SMSPortal grows from Port Elizabeth base

JULY 5, 2016

From humble beginnings in a garage in Port Elizabeth, SMSPortal has grown 50% year on year since its inception in 2002 and today is plugged into hundreds of mobile networks and has a client base spanning the globe, reaching billions of consumers daily.

By investing in its bulk SMS software which it built from scratch, the success SMSPortal enjoys today, is due to its continual investment in its backend processes to improve client experience and ensure a return on investment for its bulk SMS customer communication.

“Business objectives need to be supported, and our backend software does that, and has enabled our continual growth. And when we need to change fast to keep up with customer needs or competition, the software allows our business to change when necessary. And quickly,” comments Charles Stretch, SMSPortal Managing Director and NMMU Alumni.

“Our software architects’ business understanding is vital in our model to effectively problem solve and take SMSPortal to the next level.”

Software development in business exists to support the business, its activities, and to help change the way a company performs. And that’s why SMSPortal continually looks to source talent for its growth. “If our tech stands still, so do we. This is why we dedicate so much of our resources to something our users never see,” adds Stretch. Each year, SMSPortal offers four, two-week paid internships to third-year students at its Cape Town offices.

“We give interns real-world programming experience where they can discover the systems that keep SMSPortal up and running,” Stretch concludes. We pay for our interns’ accommodation and transport so students in Port Elizabeth can afford to enjoy the opportunity SMSPortal are providing, and they each receive a salary of R7,500 for their two-week internship.

Key learnings:
The agile business thrives

For SMSPortal, just with any business owner looking to invest in software, it's important that the solution structure is based on business strategy and structure. If it isn't, it can't change swiftly enough when change is needed.

The agile business always beats the rigid competitor in the long run. But Stretch adds “if an organisation isn't well structured, it's impossible to create an effective software solution.”

Software architects need business savvy

Whenever you meet someone considered a software architect, they’ll be tech savvy.
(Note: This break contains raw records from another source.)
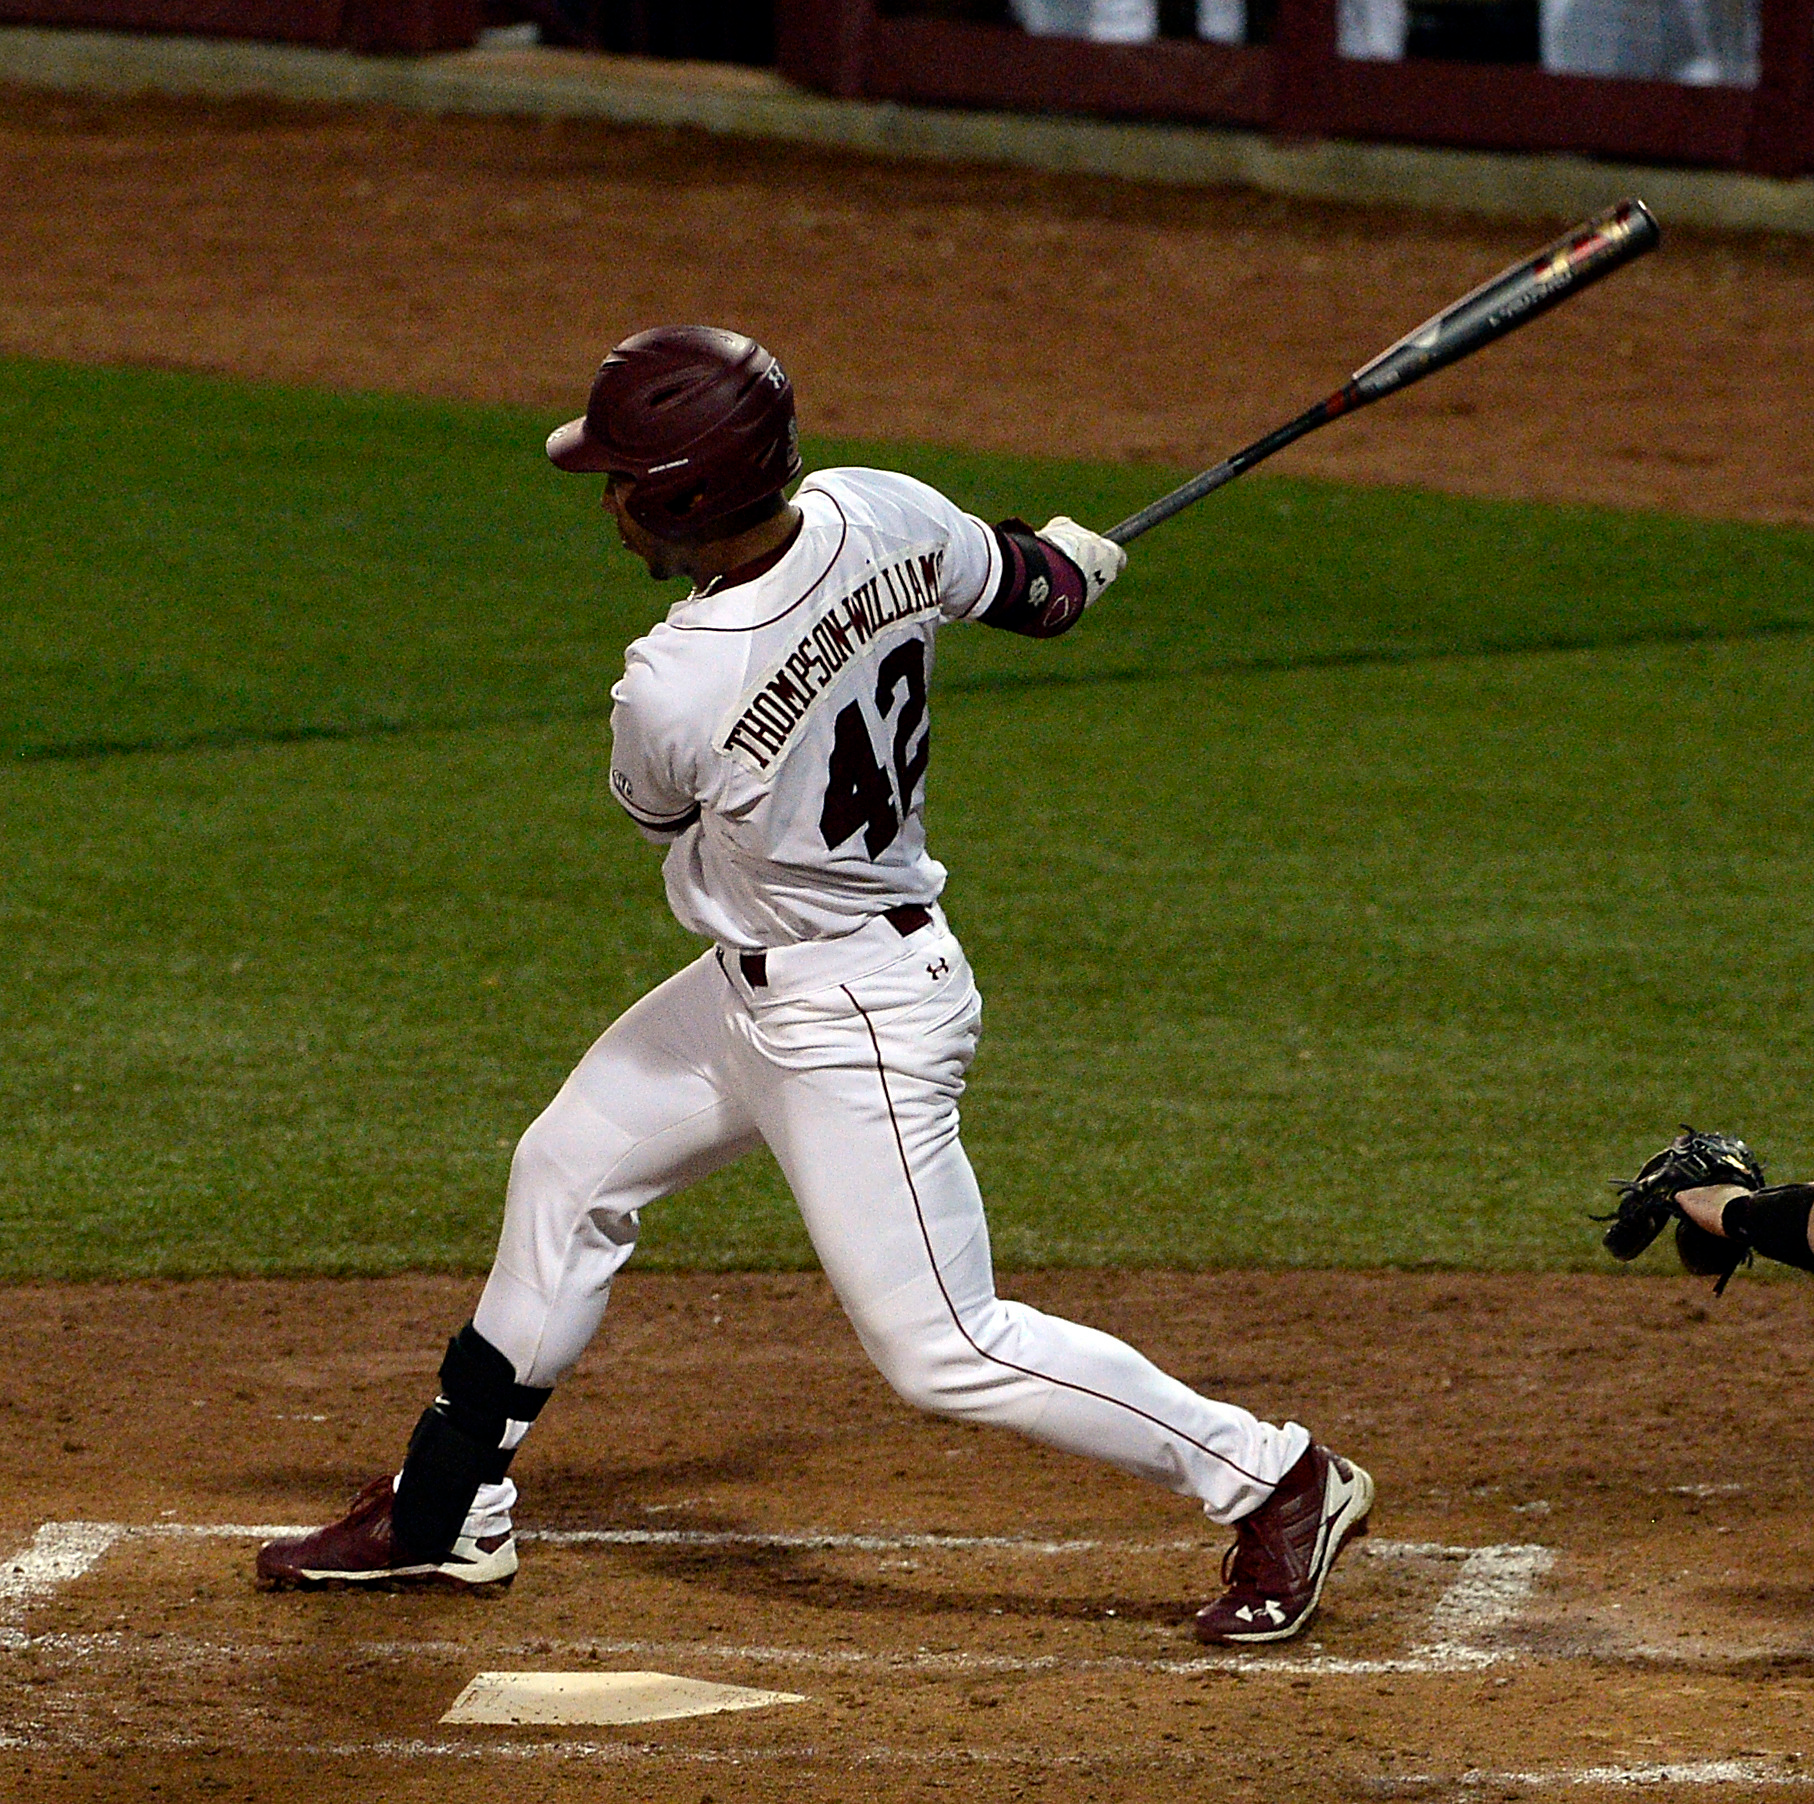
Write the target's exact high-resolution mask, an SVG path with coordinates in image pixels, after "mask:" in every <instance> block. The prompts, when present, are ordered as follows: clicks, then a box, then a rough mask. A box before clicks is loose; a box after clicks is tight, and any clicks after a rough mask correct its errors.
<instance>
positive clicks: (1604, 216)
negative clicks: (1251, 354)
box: [1107, 200, 1662, 544]
mask: <svg viewBox="0 0 1814 1804" xmlns="http://www.w3.org/2000/svg"><path fill="white" fill-rule="evenodd" d="M1660 236H1662V232H1660V230H1658V225H1656V220H1654V216H1653V214H1651V209H1649V207H1645V205H1643V201H1642V200H1622V201H1618V205H1614V207H1607V209H1605V212H1596V214H1595V216H1593V218H1591V220H1585V221H1584V223H1580V225H1576V227H1573V229H1571V230H1567V232H1564V234H1562V236H1560V238H1558V240H1556V241H1555V243H1553V245H1544V249H1542V250H1538V252H1536V256H1529V258H1526V260H1524V261H1522V263H1513V265H1511V269H1507V270H1500V274H1497V276H1495V278H1493V279H1491V281H1486V283H1482V285H1480V287H1478V289H1475V290H1473V292H1471V294H1464V296H1462V298H1460V299H1458V301H1453V303H1451V305H1449V307H1444V309H1442V312H1440V314H1435V316H1431V318H1429V319H1426V321H1424V323H1422V325H1420V327H1419V328H1417V330H1415V332H1406V336H1404V338H1400V339H1399V343H1397V345H1390V347H1388V348H1386V350H1382V352H1380V354H1379V356H1377V358H1375V359H1373V361H1371V363H1366V365H1362V367H1360V368H1359V370H1355V372H1353V376H1350V377H1348V381H1346V383H1342V387H1341V388H1337V390H1335V394H1331V396H1330V397H1328V399H1324V401H1319V403H1317V405H1315V407H1310V408H1306V410H1304V412H1302V414H1299V416H1297V419H1288V421H1286V423H1284V425H1282V426H1275V428H1273V430H1272V432H1268V434H1266V436H1264V437H1261V439H1255V441H1253V443H1252V445H1246V446H1243V448H1241V450H1237V452H1235V454H1234V456H1232V457H1224V459H1223V461H1221V463H1219V465H1215V466H1214V468H1210V470H1203V472H1201V474H1199V476H1194V477H1192V479H1190V481H1188V483H1185V485H1183V486H1179V488H1174V490H1172V492H1170V494H1168V495H1161V497H1159V499H1157V501H1152V503H1148V505H1146V506H1143V508H1141V510H1139V514H1130V515H1128V517H1126V519H1125V521H1121V525H1119V526H1110V528H1108V532H1107V537H1110V539H1114V541H1116V544H1128V543H1132V541H1134V539H1137V537H1139V535H1141V534H1143V532H1152V528H1154V526H1157V525H1159V523H1161V521H1168V519H1170V517H1172V515H1174V514H1181V512H1183V510H1185V508H1188V506H1190V505H1192V503H1194V501H1201V499H1203V497H1204V495H1208V494H1214V490H1217V488H1221V486H1223V485H1224V483H1232V481H1234V479H1235V477H1237V476H1243V474H1244V472H1246V470H1252V468H1253V465H1257V463H1263V461H1264V459H1266V457H1270V456H1272V454H1273V452H1275V450H1284V446H1286V445H1290V443H1293V441H1295V439H1301V437H1302V436H1304V434H1306V432H1315V430H1317V426H1326V425H1328V423H1330V421H1331V419H1339V417H1341V416H1342V414H1351V412H1353V410H1355V408H1357V407H1366V405H1368V401H1377V399H1379V397H1380V396H1388V394H1391V392H1393V390H1395V388H1408V387H1409V385H1411V383H1415V381H1420V379H1422V377H1426V376H1428V374H1429V372H1431V370H1440V368H1442V367H1444V365H1446V363H1455V361H1457V359H1460V358H1466V356H1471V354H1473V352H1477V350H1478V348H1480V347H1482V345H1491V343H1493V339H1495V338H1504V336H1506V334H1507V332H1515V330H1517V328H1518V327H1520V325H1524V323H1526V319H1535V318H1536V316H1538V314H1542V312H1547V310H1549V309H1551V307H1558V305H1560V303H1562V301H1565V299H1569V298H1571V296H1576V294H1580V292H1582V289H1585V287H1591V285H1593V283H1596V281H1598V279H1600V278H1602V276H1611V274H1613V270H1614V269H1618V267H1620V265H1622V263H1629V261H1631V260H1633V258H1638V256H1643V252H1645V250H1654V249H1656V241H1658V238H1660Z"/></svg>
But they need to be business savvy to be successful.  How else can a software engineer find the right solution without knowing, and understanding a business, its structure, its goals, and its barriers?

We firmly believe that this should be one of a software architect's most important qualifications: to understand business issues well enough to be able to define IT solutions that help solve business problems, help reach business goals, and are structured in compliance with the structure of the firm.